Carleton: Beware of the intentional walk

From Russell Carleton at Baseball Prospectus on April 7, 2014, with mention of SABR member Ben Lindbergh:

In the off-season, with no games to be played, there are no announcers filling the air with amusing anecdotes and half-baked theories about the game. Which means that Ben Lindbergh doesn’t send me e-mails saying, “I just heard an announcer say that [insert assertion about baseball with no evidence given]. Is that true? Can you do #GoryMath on that? Pretty please with rainbow sprinkles?” Ben knows I’m a sucker for rainbow sprinkles.

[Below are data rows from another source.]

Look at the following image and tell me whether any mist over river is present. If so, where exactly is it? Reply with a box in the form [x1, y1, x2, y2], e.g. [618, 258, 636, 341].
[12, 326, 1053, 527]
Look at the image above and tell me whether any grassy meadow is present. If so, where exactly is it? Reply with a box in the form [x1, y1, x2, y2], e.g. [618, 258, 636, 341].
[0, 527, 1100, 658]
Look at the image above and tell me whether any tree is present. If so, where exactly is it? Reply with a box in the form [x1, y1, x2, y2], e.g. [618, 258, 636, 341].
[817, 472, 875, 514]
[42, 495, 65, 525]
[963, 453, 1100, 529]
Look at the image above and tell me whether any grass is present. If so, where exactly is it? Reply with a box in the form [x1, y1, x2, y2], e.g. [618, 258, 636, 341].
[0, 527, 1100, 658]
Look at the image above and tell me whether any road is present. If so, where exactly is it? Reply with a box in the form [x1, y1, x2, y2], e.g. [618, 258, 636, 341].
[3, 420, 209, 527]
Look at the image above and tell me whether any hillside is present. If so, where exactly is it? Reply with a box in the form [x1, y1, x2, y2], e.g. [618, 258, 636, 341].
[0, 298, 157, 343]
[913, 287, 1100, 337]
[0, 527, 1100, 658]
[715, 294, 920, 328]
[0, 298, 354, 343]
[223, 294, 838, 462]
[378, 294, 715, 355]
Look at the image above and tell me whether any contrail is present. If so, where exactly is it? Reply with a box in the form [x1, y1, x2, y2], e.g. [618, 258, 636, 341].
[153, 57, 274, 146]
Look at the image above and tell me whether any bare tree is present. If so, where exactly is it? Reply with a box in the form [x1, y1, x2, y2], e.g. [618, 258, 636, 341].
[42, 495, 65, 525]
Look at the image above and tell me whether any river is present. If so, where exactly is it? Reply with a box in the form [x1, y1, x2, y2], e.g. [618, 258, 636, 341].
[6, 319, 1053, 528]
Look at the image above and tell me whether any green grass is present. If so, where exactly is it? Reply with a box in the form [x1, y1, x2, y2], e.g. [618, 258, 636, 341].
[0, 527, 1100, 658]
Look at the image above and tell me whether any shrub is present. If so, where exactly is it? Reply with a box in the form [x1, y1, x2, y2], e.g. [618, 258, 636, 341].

Ben’s latest rainbow sprinkle comes to us via the New York Yankees broadcast team of Michael Kay and Ken Singleton. In the eighth inning of Saturday’s Yankees-Blue Jays game, Brett Cecil was in a tough spot. With two outs and a 1-0 Jays lead, the Yankees had Jacoby Ellsbury on third and Derek Jeter (did you know he’s retiring at the end of the year?) on second. Blue Jays manager John Gibbons chose to walk out to the mound and call for Sergio Santos to face on-deck hitter Alfonso Soriano. Kay suggested to Singleton that perhaps Gibbons could have instead ordered the left-armed throwing Cecil to intentionally walk the right-handed hitting Soriano and stay in to face the left-handed hitting Kelly Johnson. Singleton replied that that wouldn’t have been a good idea, because issuing an intentional walk and then trying to pitch normally again is hard for pitchers to do. Throwing four half-hearted balls a foot and a half off the plate gets them out of their rhythm.

Really?

Warning! Gory Mathematical Details Ahead!
I found all situations from 2009–13 where a reliever was pitching, and where he had been the pitcher for the previous batter. Using the log-odds method, I calculated the expected rates of the usual outcomes (strikeout, walk, HBP, single, 2B/3B, homerun, or out in play) for the given plate appearance, based on the seasonal stats of the pitcher and the batter (min. 250 BF or PA for each).